Richard Linklater's epic coming-of-age tale has been likened to The Adventures of Tom Sawyer “for a new generation”, and called “an entrancing, one-of-a-kind act of dramatic storytelling: a beautiful stunt of a movie”. Shot over a period of 12 years with the same cast, it tells the story of a boy called Mason growing up in Texas. Starring Ellar Coltrane as Mason, with Patricia Arquette and Ethan Hawke as his parents, the movie avoids nostalgia for a direct look at the moments that make up adolescence.
Mood Indigo
This sci-fi romance from Michel Gondry, adapted from Boris Vian's cult 1947 novel “Froth on the Daydream”, has been praised for “combining refined style and raw emotion into one devastating, beautiful package”. It stars Audrey Tatou as Chloé, who embarks on a whirlwind courtship with Colin (played by Romain Duris) only to fall ill with an unusual illness when a flower begins growing in her lungs.
Magic in the Moonlight

Woody Allen follows his Oscar-winning “Blue Jasmine” with a period romantic comedy set in the 1920s. Starring Colin Firth as a magician who travels to the South of France to debunk the work of a spiritualist played by Emma Stone, it marks a more upbeat mood. It'll also be a Gatsby-esque visual treat according to Variety, with “jazz, beautiful mansions and fashionable nightspots” featured prominently.
After playing a self-aware OS (“Her”) and an alien predator (“Under the Skin”), Scarlett Johansson tries her hand at drugs mule-turned-pharmaceutically-enhanced superhero in the latest film from director Luc Besson. After accidentally ingesting a drug she is carrying, Johansson's character becomes a hyper-intelligent souped-up human in what could be classed as an 'evolution thriller'. Besson has described the film as being “about pure intelligence.”
A Most Wanted Man
In one of his final films, the late Philip Seymour Hoffman plays another of his “inimitable sad-sack characters”, a German intelligence operative tracking terrorist activity. Based on a 2008 novel by John le Carre, the film is directed by Anton Corbijn and is a brooding, slow-paced take on the spy genre.

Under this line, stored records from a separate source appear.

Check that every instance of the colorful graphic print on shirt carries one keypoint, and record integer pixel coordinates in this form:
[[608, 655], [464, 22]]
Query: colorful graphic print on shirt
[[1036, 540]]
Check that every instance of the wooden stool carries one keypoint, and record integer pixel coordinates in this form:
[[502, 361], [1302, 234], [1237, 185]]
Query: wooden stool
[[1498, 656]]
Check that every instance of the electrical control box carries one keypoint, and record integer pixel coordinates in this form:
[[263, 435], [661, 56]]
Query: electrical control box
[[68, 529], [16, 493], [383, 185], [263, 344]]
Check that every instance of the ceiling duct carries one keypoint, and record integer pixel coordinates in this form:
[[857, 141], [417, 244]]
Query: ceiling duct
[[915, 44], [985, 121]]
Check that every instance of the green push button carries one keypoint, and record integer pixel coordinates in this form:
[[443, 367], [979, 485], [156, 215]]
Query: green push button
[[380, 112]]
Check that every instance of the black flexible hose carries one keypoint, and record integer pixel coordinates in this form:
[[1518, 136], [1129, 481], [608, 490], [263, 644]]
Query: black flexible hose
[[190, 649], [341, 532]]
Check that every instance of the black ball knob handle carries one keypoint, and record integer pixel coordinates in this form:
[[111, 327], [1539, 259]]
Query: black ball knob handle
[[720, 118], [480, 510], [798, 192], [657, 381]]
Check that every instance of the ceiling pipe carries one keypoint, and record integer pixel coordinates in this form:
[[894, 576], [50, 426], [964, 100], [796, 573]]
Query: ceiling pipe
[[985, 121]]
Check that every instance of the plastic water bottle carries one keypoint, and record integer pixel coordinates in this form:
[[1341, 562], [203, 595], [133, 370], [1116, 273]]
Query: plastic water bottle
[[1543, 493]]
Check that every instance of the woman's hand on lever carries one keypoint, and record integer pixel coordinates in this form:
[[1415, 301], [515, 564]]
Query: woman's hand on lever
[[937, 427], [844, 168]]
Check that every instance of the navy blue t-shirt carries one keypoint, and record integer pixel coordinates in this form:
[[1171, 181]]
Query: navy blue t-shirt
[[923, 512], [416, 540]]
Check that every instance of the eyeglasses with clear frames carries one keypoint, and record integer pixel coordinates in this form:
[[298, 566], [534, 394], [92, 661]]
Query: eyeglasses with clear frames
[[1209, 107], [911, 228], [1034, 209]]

The 100-year-old Man Who Climbed out of the Window and Disappeared
Based on the 2009 bestselling novel of the same name, this indie action comedy follows the travails of a centenarian (played by the 59-year-old Robert Gustafsson) who escapes from his nursing home and embarks on a meandering adventure in his slippers. Along the way, there are flashbacks to a life to rival “Forrest Gump”, as he dines with US President Harry S Truman and drinks vodka with Joseph Stalin, unwittingly influencing the key historical events of the 20th Century.
Life Itself
Pulitzer Prize-winning film critic Roger Ebert died in 2013 at the age of 70, after a long battle with cancer. Director Steve James followed the final few months of his life for a feature documentary based on Ebert's autobiography. “Life Itself” chronicles his battle with alcohol addiction, his influence on film-makers like Martin Scorsese and his love for his wife Chaz – it also casts an unblinking gaze on the disease that left Ebert unable to speak.